Misc. bug: ggml-cuda: restore prop.integrated for HIP builds — #16308 hardcode breaks iGPU classification and supports_buft for AMD APUs

### Name and Version

version: b9453

### Operating systems

Windows, Linux

### Which llama.cpp modules do you know to be affected?

CUDA/HIP module

### Command line

N/A

### Problem description & steps to reproduce

## Problem

  PR #16308 hardcoded `info.devices[id].integrated = false` for all CUDA/HIP devices to work around corrupted output on Nvidia Jetson Orin Nano (#15034). This is correct for CUDA builds, but it has two unintended side effects for HIP/ROCm builds:

  ### 1. `supports_buft()` reads stale `false` for AMD APU iGPUs (have dGPU)

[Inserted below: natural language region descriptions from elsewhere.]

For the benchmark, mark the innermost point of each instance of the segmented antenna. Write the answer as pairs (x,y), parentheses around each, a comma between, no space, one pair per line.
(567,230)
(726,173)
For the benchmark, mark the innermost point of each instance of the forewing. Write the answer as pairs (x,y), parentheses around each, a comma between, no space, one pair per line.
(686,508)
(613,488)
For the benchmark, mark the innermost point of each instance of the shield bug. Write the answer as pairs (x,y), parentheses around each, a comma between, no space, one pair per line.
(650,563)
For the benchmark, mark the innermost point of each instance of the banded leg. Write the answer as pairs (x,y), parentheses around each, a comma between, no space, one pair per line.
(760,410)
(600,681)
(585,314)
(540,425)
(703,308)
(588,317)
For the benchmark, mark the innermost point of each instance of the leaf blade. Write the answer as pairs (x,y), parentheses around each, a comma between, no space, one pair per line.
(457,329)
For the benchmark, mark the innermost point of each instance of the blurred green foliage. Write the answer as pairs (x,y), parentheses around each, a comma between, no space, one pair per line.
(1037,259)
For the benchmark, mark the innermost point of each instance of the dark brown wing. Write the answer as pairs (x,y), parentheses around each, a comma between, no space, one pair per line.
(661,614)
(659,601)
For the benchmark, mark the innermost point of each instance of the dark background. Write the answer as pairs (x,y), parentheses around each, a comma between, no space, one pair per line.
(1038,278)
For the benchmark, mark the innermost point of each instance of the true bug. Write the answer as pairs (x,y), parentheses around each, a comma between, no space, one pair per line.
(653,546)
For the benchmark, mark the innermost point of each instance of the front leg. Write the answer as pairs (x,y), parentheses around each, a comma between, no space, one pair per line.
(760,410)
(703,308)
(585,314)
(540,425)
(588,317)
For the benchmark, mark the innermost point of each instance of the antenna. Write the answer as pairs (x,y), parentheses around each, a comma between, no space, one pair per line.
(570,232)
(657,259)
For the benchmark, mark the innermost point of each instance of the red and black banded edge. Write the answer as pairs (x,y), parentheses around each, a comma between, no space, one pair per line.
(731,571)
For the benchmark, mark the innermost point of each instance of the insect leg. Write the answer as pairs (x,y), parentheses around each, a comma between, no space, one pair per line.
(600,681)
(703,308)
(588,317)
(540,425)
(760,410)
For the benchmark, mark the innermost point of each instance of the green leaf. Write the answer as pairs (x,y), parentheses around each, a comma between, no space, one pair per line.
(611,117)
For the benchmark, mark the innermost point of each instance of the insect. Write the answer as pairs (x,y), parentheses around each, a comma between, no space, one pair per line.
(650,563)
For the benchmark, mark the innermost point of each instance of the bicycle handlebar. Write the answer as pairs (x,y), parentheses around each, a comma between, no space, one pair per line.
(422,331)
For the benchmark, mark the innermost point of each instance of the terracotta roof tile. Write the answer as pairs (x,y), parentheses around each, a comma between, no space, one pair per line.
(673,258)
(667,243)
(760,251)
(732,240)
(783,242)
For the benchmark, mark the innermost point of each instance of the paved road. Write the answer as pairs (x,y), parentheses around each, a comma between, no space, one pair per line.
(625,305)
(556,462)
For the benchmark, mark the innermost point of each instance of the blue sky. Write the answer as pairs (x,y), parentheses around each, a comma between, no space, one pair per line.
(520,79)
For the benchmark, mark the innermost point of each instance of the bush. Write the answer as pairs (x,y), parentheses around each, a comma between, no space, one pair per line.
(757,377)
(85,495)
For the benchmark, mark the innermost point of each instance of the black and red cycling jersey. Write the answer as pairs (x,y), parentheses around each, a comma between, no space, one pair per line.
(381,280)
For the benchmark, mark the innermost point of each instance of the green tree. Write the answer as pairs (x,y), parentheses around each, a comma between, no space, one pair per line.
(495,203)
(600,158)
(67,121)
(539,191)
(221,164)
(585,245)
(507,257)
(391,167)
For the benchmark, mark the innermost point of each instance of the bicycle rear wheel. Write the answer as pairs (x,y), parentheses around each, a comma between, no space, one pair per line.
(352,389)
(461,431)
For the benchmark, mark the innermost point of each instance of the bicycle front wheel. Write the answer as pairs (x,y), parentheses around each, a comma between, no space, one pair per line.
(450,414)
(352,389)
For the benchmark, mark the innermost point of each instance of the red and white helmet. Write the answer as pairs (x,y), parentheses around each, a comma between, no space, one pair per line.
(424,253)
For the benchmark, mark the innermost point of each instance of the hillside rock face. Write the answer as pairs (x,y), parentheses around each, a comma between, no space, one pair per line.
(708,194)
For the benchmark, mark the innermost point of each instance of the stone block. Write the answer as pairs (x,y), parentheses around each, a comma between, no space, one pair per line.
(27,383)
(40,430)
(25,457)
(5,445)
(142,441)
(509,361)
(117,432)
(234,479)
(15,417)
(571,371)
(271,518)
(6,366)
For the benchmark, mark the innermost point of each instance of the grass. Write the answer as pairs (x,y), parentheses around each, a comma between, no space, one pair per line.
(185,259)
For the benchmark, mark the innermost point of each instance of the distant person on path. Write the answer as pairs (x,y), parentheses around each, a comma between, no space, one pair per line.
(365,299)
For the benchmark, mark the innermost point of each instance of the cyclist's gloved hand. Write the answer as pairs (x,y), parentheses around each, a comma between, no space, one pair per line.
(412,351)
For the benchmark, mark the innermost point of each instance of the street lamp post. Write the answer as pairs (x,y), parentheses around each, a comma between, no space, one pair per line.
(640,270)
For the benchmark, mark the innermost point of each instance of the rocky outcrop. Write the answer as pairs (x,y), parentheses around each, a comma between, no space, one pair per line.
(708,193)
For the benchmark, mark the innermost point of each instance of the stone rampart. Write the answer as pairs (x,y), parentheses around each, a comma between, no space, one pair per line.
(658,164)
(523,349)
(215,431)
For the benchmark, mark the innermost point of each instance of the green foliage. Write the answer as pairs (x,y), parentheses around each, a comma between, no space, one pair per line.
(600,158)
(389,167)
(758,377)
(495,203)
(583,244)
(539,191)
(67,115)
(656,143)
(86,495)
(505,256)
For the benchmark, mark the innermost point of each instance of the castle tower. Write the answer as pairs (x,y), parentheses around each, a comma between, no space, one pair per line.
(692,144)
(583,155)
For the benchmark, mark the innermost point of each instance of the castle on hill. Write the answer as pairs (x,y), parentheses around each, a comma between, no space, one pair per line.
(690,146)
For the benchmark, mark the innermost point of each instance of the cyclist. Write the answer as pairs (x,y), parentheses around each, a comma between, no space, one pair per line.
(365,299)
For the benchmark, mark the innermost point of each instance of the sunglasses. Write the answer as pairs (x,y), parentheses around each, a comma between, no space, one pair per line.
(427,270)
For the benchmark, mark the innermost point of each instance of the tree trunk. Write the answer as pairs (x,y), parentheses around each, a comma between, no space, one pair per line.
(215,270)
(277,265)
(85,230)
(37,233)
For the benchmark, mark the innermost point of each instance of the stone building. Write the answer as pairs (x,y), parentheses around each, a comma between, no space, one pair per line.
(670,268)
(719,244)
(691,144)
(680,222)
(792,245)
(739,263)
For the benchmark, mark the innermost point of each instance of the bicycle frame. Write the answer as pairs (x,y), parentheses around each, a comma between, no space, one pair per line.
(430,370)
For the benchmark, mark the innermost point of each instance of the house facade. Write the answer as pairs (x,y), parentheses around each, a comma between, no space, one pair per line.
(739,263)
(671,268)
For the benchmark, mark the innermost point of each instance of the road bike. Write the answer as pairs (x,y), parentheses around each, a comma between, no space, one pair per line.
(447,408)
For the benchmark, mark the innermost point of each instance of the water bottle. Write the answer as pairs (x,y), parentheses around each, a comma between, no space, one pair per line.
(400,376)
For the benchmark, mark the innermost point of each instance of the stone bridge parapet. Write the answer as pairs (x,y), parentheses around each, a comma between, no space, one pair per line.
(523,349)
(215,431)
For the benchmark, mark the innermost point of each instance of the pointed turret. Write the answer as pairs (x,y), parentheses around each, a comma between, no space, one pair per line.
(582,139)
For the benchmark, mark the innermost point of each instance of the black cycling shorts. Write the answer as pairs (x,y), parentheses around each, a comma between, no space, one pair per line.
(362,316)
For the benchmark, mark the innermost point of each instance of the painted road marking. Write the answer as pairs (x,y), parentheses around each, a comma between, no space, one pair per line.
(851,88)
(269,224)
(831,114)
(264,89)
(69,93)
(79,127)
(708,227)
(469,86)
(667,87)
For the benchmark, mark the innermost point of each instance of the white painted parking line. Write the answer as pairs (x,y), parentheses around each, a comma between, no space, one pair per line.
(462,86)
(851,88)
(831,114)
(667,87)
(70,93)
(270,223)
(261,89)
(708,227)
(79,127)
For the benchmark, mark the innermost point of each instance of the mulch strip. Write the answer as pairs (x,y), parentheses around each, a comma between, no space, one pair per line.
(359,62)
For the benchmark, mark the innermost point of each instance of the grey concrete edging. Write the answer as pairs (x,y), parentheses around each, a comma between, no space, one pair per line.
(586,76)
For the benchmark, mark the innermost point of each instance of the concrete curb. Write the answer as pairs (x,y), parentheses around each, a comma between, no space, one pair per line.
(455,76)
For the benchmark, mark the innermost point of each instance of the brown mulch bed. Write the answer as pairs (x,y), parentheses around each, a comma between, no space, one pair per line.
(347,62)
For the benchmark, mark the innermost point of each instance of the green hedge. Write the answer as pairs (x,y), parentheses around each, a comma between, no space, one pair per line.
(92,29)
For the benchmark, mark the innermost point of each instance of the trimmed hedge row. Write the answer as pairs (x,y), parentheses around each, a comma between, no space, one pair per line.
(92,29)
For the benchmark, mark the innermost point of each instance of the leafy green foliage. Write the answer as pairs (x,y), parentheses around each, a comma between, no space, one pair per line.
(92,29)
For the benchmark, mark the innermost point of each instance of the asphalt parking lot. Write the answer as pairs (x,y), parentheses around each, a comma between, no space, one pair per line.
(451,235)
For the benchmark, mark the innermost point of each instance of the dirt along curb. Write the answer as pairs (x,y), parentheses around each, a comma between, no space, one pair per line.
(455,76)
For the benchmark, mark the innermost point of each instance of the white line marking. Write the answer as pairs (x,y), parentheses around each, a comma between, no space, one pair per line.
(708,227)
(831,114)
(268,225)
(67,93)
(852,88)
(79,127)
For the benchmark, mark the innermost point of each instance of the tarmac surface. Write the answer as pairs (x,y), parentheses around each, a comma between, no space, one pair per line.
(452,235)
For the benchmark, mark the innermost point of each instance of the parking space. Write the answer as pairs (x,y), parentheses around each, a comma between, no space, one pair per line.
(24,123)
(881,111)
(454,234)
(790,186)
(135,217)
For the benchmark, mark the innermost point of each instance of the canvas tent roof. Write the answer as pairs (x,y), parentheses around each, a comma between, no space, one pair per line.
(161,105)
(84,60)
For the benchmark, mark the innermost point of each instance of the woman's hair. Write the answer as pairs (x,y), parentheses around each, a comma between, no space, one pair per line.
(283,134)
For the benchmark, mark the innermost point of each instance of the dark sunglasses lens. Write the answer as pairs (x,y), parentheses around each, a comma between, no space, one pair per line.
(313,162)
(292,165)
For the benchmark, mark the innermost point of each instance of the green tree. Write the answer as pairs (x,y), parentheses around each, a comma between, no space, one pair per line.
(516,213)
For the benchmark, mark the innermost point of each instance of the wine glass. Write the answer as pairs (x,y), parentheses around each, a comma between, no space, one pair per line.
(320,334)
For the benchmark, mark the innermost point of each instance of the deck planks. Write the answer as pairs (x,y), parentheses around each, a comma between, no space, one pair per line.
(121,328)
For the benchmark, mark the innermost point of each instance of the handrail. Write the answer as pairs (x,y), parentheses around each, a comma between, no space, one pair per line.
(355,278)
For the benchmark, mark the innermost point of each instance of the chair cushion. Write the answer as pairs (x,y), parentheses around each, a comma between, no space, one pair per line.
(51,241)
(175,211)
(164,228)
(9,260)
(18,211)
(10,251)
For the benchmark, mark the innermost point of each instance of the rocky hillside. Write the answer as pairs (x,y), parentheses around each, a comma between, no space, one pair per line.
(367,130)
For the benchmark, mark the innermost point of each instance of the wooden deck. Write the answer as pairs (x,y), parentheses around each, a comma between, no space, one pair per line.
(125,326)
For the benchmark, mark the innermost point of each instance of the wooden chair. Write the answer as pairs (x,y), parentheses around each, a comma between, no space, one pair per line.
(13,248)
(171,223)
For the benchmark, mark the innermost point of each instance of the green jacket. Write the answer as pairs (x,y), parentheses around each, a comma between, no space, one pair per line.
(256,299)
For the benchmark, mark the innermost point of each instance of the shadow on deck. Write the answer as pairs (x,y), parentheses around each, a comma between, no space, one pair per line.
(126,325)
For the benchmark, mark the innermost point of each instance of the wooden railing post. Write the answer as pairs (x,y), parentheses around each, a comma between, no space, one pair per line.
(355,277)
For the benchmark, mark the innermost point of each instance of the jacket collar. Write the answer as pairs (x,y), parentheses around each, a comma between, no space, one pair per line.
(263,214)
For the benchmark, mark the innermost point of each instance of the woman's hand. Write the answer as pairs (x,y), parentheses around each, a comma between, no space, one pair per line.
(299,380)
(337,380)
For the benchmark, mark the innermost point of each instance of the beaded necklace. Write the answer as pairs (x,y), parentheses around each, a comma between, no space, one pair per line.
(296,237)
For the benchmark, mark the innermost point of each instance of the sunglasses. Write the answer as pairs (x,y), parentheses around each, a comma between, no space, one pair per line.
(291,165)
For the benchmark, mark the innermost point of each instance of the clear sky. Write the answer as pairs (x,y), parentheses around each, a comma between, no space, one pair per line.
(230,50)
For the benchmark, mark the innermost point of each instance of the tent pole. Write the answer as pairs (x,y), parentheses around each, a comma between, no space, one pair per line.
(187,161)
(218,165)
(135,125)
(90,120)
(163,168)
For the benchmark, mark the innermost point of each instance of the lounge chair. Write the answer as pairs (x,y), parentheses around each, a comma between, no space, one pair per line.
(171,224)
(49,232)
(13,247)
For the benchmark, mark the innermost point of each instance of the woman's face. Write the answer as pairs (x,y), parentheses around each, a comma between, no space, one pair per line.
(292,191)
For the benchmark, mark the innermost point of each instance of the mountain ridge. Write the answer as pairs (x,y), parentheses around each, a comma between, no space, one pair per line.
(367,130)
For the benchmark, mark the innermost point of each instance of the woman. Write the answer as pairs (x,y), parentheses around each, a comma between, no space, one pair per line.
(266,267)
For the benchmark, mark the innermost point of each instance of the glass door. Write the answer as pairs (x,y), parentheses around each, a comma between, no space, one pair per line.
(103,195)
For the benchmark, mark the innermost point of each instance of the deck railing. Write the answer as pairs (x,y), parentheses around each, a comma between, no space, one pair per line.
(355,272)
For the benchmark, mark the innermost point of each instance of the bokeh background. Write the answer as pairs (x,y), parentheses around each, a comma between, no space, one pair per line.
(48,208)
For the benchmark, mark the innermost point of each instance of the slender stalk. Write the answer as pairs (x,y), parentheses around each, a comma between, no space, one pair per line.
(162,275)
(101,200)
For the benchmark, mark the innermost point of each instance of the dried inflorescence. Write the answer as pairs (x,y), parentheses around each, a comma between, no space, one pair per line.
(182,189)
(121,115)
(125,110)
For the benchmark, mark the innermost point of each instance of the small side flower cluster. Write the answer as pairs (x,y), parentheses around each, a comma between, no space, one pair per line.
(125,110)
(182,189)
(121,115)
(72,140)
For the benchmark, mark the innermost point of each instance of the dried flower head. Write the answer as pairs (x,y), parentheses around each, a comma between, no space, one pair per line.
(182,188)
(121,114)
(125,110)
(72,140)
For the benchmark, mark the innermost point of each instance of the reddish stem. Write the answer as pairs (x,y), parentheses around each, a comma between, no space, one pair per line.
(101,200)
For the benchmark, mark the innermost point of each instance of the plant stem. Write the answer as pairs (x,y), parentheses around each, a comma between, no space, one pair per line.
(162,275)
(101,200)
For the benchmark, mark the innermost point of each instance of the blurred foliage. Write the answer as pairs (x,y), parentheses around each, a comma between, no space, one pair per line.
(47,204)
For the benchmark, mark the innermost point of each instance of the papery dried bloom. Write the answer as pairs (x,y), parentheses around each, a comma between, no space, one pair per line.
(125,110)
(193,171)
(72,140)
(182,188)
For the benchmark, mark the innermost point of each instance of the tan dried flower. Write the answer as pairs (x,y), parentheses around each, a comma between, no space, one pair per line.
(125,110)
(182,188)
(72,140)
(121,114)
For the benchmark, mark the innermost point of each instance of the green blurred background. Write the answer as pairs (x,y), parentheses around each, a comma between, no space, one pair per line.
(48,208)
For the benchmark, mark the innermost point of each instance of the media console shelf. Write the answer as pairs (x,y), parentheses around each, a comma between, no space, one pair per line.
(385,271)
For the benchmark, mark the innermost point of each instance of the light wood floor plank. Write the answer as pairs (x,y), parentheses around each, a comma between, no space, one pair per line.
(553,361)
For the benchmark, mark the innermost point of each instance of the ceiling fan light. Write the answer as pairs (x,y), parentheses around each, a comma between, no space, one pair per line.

  `ggml_backend_cuda_device_supports_buft()` (line 5437) reads from `ggml_cuda_info().devices[dev_ctx->device].integrated`, which is always `false` due to the hardcode from PR #16308. This means AMD APU iGPUs never report host buffer support, forcing the discrete-GPU allocation path even on UMA hardware.

  PR #23007 fixed `get_type()` by querying `prop.integrated` directly from `hipGetDeviceProperties()`. This bypassed the cached field, so device classification is now correct. But `supports_buft()` was not updated and still reads `false`. This leaves two sources of truth in the same file that can contradict each other for the same device.

  ### 2. Impact on APU-only systems (no dGPU)

  On a system with only an AMD APU (no discrete GPU), the iGPU is the only compute device. After PR #23007 it gets correctly classified as `GGML_BACKEND_DEVICE_TYPE_IGPU` and added to the device list. But `supports_buft()` still returns `false` for host buffers, forcing incorrect allocation strategy on a UMA device.

  ## Root Cause & Proposed Change

  `hipDeviceProp_t` has an `integrated` field (`int integrated; ///< APU vs dGPU`) that is correctly set to `1` for AMD APU iGPUs. The Jetson Orin Nano corruption (#15034) is CUDA-specific. It stems from a bug in the UMA host-buffer allocation
  path on that device. That path is guarded by the `integrated` flag. I believe there is no evidence the same corruption affects HIP/ROCm builds.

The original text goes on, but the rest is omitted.